No podía disimular que estaba sorprendida, dolida. Decepcionada. Al fin y al cabo, la Vecina de Arriba era un ser humano, ¿no? Pero se negó a darle a Dick Tracy la satisfacción de preguntarle de qué emergencia se trataba y que él le respondiera que eso era información confidencial.
La limusina torció por una calle lateral, en dirección a Central Park. Y ella oyó una voz infantil preguntando:
—Su-supongo que no podrán contarme de qué emergencia se trata, ¿no? ¡Espero que no sea una guerra nuclear! ¡O algún asunto desagradable en la Unión Soviética!
Y como si le hubiera leído el pensamiento, Dick Tracy respondió:
—Lo lamento, señorita Monroe. Eso es información confidencial.
Otro desengaño: la limusina no aparcó delante del célebre Hotel C de la Quinta Avenida; sino junto a una entrada trasera, en una callejuela estrecha situada detrás del gigantesco y conocido edificio. A la Actriz Rubia le dieron una gabardina para que se la pusiera sobre la ropa, una prenda barata de arrugado plástico negro, con una capucha para que ocultara su casquete y su pelo; ella estaba furiosa pero obedeció porque aquello empezaba a ser una familiar escena de película, de un vodevil, y ninguna escena dura más de unos minutos. ¡Ah, qué impaciente estaba por escapar de esos fríos hombres y correr a los brazos de su amante! Acto seguido, Jiggs tuvo el descaro de pasarle un pañuelo de papel y pedirle que por favor se quitara «esa grasa roja» de los labios; pero ella, indignada, se negó.
—Señorita, dentro podrá ponérsela otra vez. Tanta como quiera.
—No lo haré —respondió ella—. Déjenme salir del coche.
Sacó del bolso un par de gafas oscuras que le cubrían media cara.
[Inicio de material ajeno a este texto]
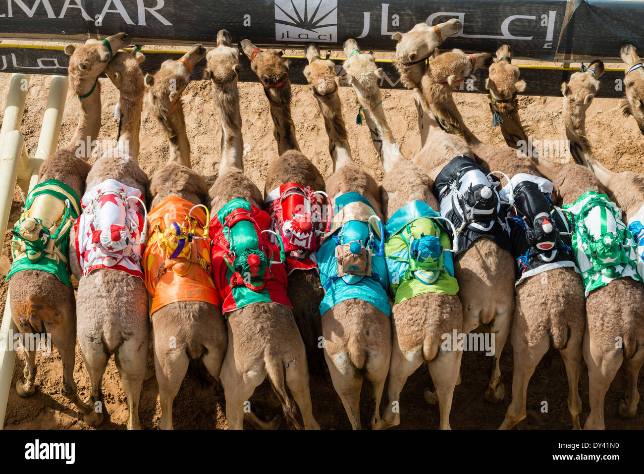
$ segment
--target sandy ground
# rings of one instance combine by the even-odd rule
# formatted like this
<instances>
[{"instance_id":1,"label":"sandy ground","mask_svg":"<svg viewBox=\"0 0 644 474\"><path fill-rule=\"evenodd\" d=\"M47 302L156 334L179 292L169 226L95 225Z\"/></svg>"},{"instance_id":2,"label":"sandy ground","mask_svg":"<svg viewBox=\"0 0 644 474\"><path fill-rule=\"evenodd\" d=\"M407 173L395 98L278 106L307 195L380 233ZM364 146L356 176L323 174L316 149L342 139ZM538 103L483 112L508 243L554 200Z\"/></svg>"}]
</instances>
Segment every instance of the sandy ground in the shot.
<instances>
[{"instance_id":1,"label":"sandy ground","mask_svg":"<svg viewBox=\"0 0 644 474\"><path fill-rule=\"evenodd\" d=\"M294 52L300 53L300 52ZM388 55L377 53L376 56L386 57ZM0 75L0 107L3 110L9 81L8 75ZM35 152L37 144L50 81L50 78L47 76L33 76L30 82L21 131L30 154ZM99 138L112 140L116 138L117 132L113 110L118 94L109 80L101 79L100 84L103 127ZM221 155L221 131L211 103L210 88L209 82L193 82L186 89L183 97L193 167L211 183L216 176ZM529 91L529 84L527 90ZM240 91L243 120L245 172L260 189L263 189L266 173L273 160L278 158L269 104L258 83L242 83ZM357 106L354 94L350 88L342 88L339 93L354 160L368 170L379 182L383 178L384 171L372 145L368 129L355 124ZM327 137L317 102L307 87L294 86L293 95L293 118L301 149L322 175L328 178L332 174L332 162L328 152ZM407 91L386 90L383 91L383 103L393 135L404 155L412 159L421 147L412 94ZM479 138L491 144L504 144L500 130L491 128L487 96L456 93L455 99L468 126ZM79 111L78 101L71 92L67 100L59 146L66 144L71 137ZM560 117L560 97L521 96L520 102L523 108L521 117L532 129L534 138L565 139ZM614 99L598 99L593 101L588 110L587 121L590 140L595 147L596 155L607 167L616 171L629 169L643 172L644 137L632 118L622 117L618 105L618 100ZM168 145L162 135L160 127L150 115L147 106L146 101L142 116L139 160L142 168L151 176L167 159ZM10 227L17 220L21 205L19 194L15 193ZM2 267L5 269L10 254L7 245L8 236L8 232L5 236L5 243L1 253ZM4 307L7 287L4 282L0 283L0 307ZM506 396L502 402L497 404L485 401L483 397L489 363L489 358L486 358L482 353L464 355L463 383L456 388L451 410L453 428L495 429L502 421L511 398L512 350L509 342L504 351L501 363ZM9 397L6 428L91 428L82 421L82 415L61 393L62 367L55 350L49 357L38 356L38 386L36 393L28 399L20 398L14 386L19 377L22 376L24 364L23 354L19 353ZM140 416L143 427L151 429L156 426L160 415L151 352L147 365L149 370L142 391ZM83 367L77 345L74 377L79 392L84 398L88 393L90 381ZM644 376L641 374L640 383L643 378ZM419 368L410 377L401 395L402 424L399 428L435 429L438 427L438 408L427 405L423 399L423 388L428 383L428 372L426 368ZM625 376L620 370L606 396L606 426L610 428L644 428L644 410L640 410L637 418L633 420L622 420L617 414L618 405L623 396L625 383ZM113 358L103 379L103 392L107 413L99 429L124 429L128 417L127 403ZM270 403L270 388L265 382L251 399L254 411L264 418L281 412L279 407ZM588 377L585 368L580 383L580 392L583 405L581 417L583 424L589 413ZM361 397L365 426L368 419L370 409L368 393L363 390ZM312 382L312 394L314 413L323 428L350 427L339 399L334 395L332 386ZM518 425L518 428L571 428L572 422L566 405L567 396L567 384L561 358L558 355L553 357L551 353L548 353L530 382L528 416ZM540 411L542 401L548 402L547 413ZM381 410L386 403L385 390ZM176 428L225 428L227 426L223 414L223 389L218 383L214 384L212 390L199 392L195 384L187 377L175 399L174 407L173 418ZM284 421L282 427L286 427Z\"/></svg>"}]
</instances>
Jiggs y Dick Tracy conferenciaron entre gruñidos y debieron de llegar a la conclusión de que la Actriz Rubia estaba lo bastante desconocida para recorrer una distancia de unos seis metros, porque quitaron los seguros de la limusina, se apearon con cautela y la escoltaron hasta una entrada trasera, bajo una ráfaga de aire de ventilador con olor a comida rancia, y una vez dentro del edificio subieron en un montacargas hasta el piso dieciséis, donde la puerta se abrió y la obligaron a bajar a toda prisa —«Señorita Monroe, salga por favor.» Y ella: «Puedo andar sola, gracias, no estoy lisiada»—, tambaleándose ligeramente sobre los tacones de sus sandalias. Eran italianas, los zapatos más caros que había tenido en su vida, con las puntas en forma de V.